One could accurately plead by denying part of the allegation: “Paragraph [seven] is admitted in part and denied in part.  It is admitted that the parties are parents of one minor child.  The remaining allegations of paragraph [seven] are denied.”  However such a response leaves the opposing party and the court confused as to whether one’s client is alleging there is some other child at issue.  Correcting the inconsequential fact while admitting the allegation avoids this confusion.

5) Deny the allegation: “Paragraph [seven] is denied.”

Use this response when one believes the allegation is inaccurate.

6) Admit the allegation in part and deny it in part: “Paragraph [seven] is admitted in part and denied in part.  It is admitted that…..  The remaining allegations of paragraph [seven] are denied.”

Failing to use this type of response when an allegation is partially accurate leads to credibility problems at trial. One can be impeached for denying that which is obviously true, as Rule 8(b), SCRCP is explicit that when an allegation is partially true it is inappropriate to deny the whole matter.  Attorneys who deny an allegation because it is only partially true are being too cute at their client’s expense.

If one is denying just one or two elements of the paragraph, it can be easier to frame the response as, “Paragraph [seven] is admitted in part and denied in part.  It is denied that…..  The remaining allegations of paragraph [seven] are admitted.”

7) Indicate no response is required to the allegation: “No response is required to paragraph [seven].”

Often when attorneys plead more than one cause of action, they will begin each new cause of action with variation of, “[Plaintiff/Defendant repeats and realleges the above paragraphs as though set forth herein below.”  There’s no argument the other party is doing that but there’s really no need for a response.  However failing to respond to an allegation may lead to that allegation being treated an admission.  Rule 8(d), SCRCP states:

Averments in a pleading to which a responsive pleading is required, other than those as to the amount of damage, are admitted when not denied in the responsive pleading.

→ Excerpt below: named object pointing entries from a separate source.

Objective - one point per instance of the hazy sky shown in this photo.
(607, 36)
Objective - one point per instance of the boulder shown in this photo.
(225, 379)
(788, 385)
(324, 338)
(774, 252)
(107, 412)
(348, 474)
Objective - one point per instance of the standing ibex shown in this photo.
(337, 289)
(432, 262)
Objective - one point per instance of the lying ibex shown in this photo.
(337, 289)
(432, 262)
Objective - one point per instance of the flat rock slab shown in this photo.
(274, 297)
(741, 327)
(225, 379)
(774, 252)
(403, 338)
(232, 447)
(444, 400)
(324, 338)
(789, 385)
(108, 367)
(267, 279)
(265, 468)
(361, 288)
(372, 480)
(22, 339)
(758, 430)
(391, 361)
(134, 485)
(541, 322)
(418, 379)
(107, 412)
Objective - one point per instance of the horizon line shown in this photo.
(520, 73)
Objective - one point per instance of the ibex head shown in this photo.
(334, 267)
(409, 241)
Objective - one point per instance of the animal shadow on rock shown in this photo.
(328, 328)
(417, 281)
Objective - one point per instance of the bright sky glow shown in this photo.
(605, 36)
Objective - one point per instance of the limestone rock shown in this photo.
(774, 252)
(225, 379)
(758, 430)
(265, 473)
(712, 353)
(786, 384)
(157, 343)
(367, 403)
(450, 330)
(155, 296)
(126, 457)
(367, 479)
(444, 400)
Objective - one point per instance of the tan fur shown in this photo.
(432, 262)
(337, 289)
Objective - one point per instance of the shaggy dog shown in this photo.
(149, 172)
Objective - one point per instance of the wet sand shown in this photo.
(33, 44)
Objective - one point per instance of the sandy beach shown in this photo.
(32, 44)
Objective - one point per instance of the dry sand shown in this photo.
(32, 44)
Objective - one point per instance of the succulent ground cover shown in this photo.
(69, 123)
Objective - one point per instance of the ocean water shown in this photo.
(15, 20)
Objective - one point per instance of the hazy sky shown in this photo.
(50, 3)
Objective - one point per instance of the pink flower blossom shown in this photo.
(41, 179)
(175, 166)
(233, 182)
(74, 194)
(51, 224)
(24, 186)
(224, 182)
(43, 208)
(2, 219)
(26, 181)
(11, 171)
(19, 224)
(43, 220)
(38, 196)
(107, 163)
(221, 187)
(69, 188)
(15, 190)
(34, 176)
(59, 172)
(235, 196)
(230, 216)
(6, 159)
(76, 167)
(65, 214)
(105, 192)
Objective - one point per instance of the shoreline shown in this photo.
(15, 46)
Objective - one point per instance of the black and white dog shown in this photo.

Averments in a pleading to which no responsive pleading is required or permitted shall be taken as denied or avoided.

If the trial judge believes such averments require a response, failing to respond to such allegations could be treated as an admission.  In that circumstance, is the admission that the other party is repeating its allegations or that the repeated allegations are true?  It’s safest to simply indicate one’s belief that no responsive pleading is required.


Overly verbose or inaccurate responsive pleadings can damage one’s case.  After twenty years of practice I’ve yet to see a pleading allegation that cannot be responded to accurately by one of the seven methods noted above.

One thought on How not to bung-up a responsive pleading

  1. George Sink says:

    Really important information, Greg. It was a turning point in my career when I started thinking about cases by first putting the pleadings in front of me and seeing what was admittied and denied.
    That underscored the wisdom of using the sort of precision in pleading that you outline above.
    Thank you for your consistently excellent insights.